Management of Subchronic Hemorrhage
The management of subchronic hemorrhage requires immediate assessment of the bleeding source, rapid control of obvious bleeding points, and implementation of a systematic approach to restore hemodynamic stability while preventing coagulopathy.
Initial Assessment and Stabilization
- Control obvious bleeding points using direct pressure, tourniquets, or hemostatic dressings 1
- Administer high FiO2 and establish large-bore IV access 1
- Obtain baseline laboratory tests:
- Complete blood count (CBC)
- Prothrombin time (PT) and activated partial thromboplastin time (aPTT)
- Clauss fibrinogen (not derived fibrinogen)
- Blood typing and cross-matching 1
- If available, perform near-patient testing (thromboelastography or thromboelastometry) 1
- Assess for:
- Visible blood loss
- Signs of internal bleeding
- Vital signs and perfusion status 1
Diagnostic Evaluation
- Early focused sonography (FAST) for detection of free fluid in suspected torso trauma 1
- CT imaging for hemodynamically stable patients with suspected head, chest, or abdominal bleeding 1
- Monitor serum lactate and base deficit to estimate and monitor extent of bleeding and shock 1
- Single hematocrit measurements should not be used as an isolated marker for bleeding 1
Fluid Resuscitation and Blood Product Administration
- Use warmed blood products and fluids 1
- Target systolic blood pressure of 80-100 mmHg until major bleeding is controlled (in patients without brain injury) 1
- Initial fluid therapy with crystalloids; colloids may be added within prescribed limits 1
- For massive hemorrhage, implement high-ratio transfusion strategy (at least 1 unit of plasma per 2 units of RBCs) 2
- Maintain fibrinogen levels >1.5 g/L and platelet count >75 × 10⁹/L 2
- Consider antifibrinolytic agents:
- Tranexamic acid: 10-15 mg/kg followed by infusion of 1-5 mg/kg/h
- ε-aminocaproic acid: 100-150 mg/kg followed by 15 mg/kg/h 1
Surgical and Interventional Management
- Patients with identified bleeding source and hemodynamic instability should undergo immediate bleeding control procedure 1
- For pelvic ring disruption with hemorrhagic shock, perform immediate pelvic ring closure and stabilization 1
- Consider angiographic embolization or surgical bleeding control for ongoing instability despite adequate pelvic stabilization 1
- Early bleeding control techniques include:
- Packing
- Direct surgical control
- Local hemostatic procedures
- Aortic cross-clamping (as adjunct in exsanguinating patients) 1
- Damage control surgery for severely injured patients with deep hemorrhagic shock, ongoing bleeding, coagulopathy, hypothermia, or acidosis 1
Special Considerations for Specific Types of Subchronic Hemorrhage
Chronic Subdural Hematoma
- Reverse anticoagulant/antiplatelet therapies
- Consider anti-epileptic drugs
- Surgical intervention (twist-drill craniostomy, burr-hole craniostomy, or craniotomy) if imaging shows compression (>1 cm thickness) or patient is symptomatic 3
Subchorionic Hemorrhage (Second and Third Trimesters)

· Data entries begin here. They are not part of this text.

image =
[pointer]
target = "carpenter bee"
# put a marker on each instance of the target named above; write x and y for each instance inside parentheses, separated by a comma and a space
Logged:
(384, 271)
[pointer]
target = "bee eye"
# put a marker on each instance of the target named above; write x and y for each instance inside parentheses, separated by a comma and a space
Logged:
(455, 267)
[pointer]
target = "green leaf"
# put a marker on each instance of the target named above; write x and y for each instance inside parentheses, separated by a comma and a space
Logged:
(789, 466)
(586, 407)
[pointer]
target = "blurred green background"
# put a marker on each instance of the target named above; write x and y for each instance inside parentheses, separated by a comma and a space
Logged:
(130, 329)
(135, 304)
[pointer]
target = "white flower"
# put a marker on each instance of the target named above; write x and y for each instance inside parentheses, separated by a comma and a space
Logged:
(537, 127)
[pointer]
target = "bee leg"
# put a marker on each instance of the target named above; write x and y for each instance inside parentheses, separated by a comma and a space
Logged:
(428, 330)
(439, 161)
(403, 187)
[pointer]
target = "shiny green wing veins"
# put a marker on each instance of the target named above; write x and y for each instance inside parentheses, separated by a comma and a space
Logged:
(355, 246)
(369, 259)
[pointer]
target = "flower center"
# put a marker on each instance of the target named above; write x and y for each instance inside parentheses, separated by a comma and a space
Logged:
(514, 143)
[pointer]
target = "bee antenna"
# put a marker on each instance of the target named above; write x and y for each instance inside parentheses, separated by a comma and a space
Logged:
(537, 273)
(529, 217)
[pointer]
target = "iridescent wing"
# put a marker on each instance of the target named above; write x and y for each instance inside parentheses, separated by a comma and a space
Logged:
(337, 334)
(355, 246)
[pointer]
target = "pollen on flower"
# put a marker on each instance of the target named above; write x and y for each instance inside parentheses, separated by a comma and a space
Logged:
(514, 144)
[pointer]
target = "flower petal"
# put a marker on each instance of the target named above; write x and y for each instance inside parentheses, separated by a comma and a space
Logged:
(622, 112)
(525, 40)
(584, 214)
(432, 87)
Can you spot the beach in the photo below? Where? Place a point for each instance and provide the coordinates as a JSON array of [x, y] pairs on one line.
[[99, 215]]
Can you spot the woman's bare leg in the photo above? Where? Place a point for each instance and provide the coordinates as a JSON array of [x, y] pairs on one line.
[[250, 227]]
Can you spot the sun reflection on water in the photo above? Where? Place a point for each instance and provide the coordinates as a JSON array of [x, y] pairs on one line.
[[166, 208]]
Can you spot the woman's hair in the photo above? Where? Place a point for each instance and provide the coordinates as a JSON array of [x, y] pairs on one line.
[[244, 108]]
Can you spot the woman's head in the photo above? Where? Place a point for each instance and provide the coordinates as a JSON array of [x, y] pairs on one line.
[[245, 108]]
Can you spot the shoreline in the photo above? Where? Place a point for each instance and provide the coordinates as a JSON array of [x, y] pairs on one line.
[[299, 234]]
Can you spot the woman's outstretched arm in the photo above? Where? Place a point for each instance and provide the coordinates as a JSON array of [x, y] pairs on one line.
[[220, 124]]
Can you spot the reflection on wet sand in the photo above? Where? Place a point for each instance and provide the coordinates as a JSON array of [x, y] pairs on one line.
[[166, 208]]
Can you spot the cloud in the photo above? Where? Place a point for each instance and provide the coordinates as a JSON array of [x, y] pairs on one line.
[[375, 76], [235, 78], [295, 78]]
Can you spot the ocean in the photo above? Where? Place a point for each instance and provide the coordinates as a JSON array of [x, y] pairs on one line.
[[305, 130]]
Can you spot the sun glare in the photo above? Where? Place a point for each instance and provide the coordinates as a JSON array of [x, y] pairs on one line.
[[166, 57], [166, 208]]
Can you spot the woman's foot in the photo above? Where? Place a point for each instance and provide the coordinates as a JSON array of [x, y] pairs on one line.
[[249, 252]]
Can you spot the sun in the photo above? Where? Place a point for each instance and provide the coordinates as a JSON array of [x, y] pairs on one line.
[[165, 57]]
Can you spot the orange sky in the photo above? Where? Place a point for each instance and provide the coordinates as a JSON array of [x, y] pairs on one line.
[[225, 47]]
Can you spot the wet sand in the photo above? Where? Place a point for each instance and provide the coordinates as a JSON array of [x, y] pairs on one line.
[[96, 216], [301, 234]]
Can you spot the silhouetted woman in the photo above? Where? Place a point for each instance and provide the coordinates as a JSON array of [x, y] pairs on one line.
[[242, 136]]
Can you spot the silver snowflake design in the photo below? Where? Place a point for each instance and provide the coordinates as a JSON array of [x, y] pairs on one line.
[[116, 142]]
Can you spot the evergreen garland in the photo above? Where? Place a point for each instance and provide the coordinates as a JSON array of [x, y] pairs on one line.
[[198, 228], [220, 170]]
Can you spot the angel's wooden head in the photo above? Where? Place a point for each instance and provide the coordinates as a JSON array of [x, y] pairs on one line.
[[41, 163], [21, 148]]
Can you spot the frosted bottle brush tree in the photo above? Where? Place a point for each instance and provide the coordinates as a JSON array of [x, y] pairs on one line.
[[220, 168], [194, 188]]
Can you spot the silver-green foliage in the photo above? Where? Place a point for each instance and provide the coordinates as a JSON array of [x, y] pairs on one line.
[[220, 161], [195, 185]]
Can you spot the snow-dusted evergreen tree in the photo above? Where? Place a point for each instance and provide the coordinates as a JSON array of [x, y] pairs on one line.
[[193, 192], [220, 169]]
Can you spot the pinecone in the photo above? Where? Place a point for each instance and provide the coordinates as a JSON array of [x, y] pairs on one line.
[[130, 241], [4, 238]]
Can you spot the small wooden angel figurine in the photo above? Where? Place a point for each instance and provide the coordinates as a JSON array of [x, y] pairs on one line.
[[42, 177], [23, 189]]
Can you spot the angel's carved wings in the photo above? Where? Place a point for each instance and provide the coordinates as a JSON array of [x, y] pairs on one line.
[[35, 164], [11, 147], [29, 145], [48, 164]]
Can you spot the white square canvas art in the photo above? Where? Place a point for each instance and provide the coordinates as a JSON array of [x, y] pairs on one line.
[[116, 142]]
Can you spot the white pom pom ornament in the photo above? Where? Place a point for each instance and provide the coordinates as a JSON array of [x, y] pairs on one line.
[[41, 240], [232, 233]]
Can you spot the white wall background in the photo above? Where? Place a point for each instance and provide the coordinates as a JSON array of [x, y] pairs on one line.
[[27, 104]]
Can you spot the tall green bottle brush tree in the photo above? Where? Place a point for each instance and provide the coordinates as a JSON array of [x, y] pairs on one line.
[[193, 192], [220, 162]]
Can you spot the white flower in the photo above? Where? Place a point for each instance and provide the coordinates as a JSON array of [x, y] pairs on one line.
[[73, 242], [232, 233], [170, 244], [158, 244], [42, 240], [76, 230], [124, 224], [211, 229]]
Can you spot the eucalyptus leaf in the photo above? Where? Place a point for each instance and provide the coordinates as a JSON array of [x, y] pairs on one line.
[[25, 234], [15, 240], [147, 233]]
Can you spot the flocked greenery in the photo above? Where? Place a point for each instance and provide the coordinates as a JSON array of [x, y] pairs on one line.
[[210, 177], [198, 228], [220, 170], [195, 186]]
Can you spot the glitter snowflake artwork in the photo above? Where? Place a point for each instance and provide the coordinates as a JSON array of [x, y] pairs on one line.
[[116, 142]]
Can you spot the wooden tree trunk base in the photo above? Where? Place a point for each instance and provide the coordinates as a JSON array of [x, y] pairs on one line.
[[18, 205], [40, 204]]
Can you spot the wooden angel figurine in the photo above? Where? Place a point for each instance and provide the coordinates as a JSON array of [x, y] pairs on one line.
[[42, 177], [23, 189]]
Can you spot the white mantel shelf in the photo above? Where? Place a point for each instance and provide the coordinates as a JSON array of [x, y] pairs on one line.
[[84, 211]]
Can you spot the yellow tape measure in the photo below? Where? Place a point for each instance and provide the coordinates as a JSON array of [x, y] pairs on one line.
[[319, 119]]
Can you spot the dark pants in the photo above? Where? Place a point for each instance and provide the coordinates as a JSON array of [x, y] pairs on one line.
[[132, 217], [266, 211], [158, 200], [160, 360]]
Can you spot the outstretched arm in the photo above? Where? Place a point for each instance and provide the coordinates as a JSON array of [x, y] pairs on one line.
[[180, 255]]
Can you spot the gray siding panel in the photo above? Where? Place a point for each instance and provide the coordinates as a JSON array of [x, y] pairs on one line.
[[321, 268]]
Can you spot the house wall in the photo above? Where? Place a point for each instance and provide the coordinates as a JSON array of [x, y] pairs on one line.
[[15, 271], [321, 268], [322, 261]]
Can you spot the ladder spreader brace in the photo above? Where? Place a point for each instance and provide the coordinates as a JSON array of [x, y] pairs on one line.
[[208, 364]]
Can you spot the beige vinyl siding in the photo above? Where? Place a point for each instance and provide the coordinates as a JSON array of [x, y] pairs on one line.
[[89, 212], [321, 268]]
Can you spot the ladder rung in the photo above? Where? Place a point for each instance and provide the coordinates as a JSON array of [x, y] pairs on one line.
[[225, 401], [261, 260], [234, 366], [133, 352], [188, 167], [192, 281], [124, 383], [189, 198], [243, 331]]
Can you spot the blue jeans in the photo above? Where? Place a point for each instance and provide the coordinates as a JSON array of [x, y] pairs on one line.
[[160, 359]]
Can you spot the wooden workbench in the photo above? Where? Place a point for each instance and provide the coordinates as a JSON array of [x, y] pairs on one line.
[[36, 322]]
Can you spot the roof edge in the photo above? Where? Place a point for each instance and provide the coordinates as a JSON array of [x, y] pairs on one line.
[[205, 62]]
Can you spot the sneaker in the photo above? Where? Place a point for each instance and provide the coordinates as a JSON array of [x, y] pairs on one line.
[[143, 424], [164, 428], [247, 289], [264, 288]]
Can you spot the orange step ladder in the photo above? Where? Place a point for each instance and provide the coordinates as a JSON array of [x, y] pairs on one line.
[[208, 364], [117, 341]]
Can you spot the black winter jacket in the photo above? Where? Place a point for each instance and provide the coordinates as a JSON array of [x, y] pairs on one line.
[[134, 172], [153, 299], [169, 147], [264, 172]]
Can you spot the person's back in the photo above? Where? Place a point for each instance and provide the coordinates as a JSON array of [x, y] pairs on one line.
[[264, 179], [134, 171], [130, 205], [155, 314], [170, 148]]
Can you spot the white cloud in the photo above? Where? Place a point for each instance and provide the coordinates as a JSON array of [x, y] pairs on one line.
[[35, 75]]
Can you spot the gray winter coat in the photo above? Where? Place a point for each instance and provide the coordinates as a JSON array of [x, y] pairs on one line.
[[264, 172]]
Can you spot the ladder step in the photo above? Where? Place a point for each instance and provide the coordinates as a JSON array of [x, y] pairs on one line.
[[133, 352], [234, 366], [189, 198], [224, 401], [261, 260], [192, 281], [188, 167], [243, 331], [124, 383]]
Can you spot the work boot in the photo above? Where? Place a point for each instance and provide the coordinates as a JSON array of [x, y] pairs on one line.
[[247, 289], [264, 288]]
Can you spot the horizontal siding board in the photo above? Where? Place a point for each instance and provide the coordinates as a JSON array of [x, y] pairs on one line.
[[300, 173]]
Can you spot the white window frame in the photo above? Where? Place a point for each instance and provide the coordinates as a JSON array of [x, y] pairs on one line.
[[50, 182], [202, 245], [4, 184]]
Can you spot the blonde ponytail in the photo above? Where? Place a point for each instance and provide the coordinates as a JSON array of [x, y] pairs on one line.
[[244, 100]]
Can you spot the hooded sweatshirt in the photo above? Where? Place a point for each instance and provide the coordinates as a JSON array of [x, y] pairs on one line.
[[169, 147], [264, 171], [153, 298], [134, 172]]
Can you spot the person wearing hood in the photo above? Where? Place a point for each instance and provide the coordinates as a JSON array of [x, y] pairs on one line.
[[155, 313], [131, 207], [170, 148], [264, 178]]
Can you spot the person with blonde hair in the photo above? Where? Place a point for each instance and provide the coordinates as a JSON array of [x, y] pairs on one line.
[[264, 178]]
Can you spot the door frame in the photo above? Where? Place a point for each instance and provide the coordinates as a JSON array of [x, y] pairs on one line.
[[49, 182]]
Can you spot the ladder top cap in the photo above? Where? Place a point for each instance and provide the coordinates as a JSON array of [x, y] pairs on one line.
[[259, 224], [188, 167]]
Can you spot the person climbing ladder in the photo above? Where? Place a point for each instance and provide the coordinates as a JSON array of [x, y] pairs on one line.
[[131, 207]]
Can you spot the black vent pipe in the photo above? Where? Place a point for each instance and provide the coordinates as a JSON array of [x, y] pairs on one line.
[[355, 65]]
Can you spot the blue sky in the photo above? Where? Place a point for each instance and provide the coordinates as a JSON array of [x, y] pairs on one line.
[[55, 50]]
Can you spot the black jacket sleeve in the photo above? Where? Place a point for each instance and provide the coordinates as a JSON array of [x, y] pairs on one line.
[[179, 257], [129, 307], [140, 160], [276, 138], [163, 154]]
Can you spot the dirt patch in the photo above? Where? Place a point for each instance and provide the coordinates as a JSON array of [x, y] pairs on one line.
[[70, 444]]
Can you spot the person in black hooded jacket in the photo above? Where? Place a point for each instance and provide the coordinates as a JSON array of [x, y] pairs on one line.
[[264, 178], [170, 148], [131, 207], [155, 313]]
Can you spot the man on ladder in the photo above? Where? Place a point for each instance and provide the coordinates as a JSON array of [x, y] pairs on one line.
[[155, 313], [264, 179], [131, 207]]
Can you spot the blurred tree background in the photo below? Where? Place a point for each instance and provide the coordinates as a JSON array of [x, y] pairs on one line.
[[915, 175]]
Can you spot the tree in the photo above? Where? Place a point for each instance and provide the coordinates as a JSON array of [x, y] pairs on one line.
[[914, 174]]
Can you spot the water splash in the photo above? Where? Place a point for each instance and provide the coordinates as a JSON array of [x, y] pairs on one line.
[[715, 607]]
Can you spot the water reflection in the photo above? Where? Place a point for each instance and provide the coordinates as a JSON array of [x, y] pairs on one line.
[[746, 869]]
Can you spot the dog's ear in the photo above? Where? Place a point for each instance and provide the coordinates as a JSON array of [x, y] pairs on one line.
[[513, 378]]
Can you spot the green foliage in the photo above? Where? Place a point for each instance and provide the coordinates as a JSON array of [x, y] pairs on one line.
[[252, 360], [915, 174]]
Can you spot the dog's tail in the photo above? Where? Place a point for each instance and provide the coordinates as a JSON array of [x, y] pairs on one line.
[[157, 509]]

- Monitor with serial growth ultrasounds
- Consider umbilical artery Doppler studies and antenatal fetal testing, particularly for large hemorrhages 4
Post-Treatment Care
- Admit to critical care for monitoring after treatment for massive hemorrhage 1
- Regularly monitor coagulation parameters, hemoglobin, and blood gases 1
- Actively warm the patient to prevent hypothermia 1
- Correct hypocalcemia and hypomagnesemia, which are common with massive transfusions 2
- Initiate standard venous thromboprophylaxis as soon as bleeding is controlled 1
- Consider temporary inferior vena cava filtration in high-risk cases 1
Contraindications and Precautions
- Tranexamic acid is contraindicated in patients with:
- Subarachnoid hemorrhage (risk of cerebral edema and infarction)
- Active intravascular clotting
- Hypersensitivity to tranexamic acid 5
- Avoid concomitant use of tranexamic acid with pro-thrombotic medical products 5
Monitoring for Complications
- Watch for recurrent hemorrhage (occurs in 10-20% of chronic subdural hematoma cases) 3
- Monitor for thromboembolic events, especially when using antifibrinolytic agents 5
- Be alert for seizures, hypersensitivity reactions, and visual disturbances with tranexamic acid use 5
The time elapsed between injury and definitive intervention should be minimized to improve outcomes 1. A well-defined hospital protocol for managing massive hemorrhage should be in place to facilitate communication and timely delivery of blood products 2.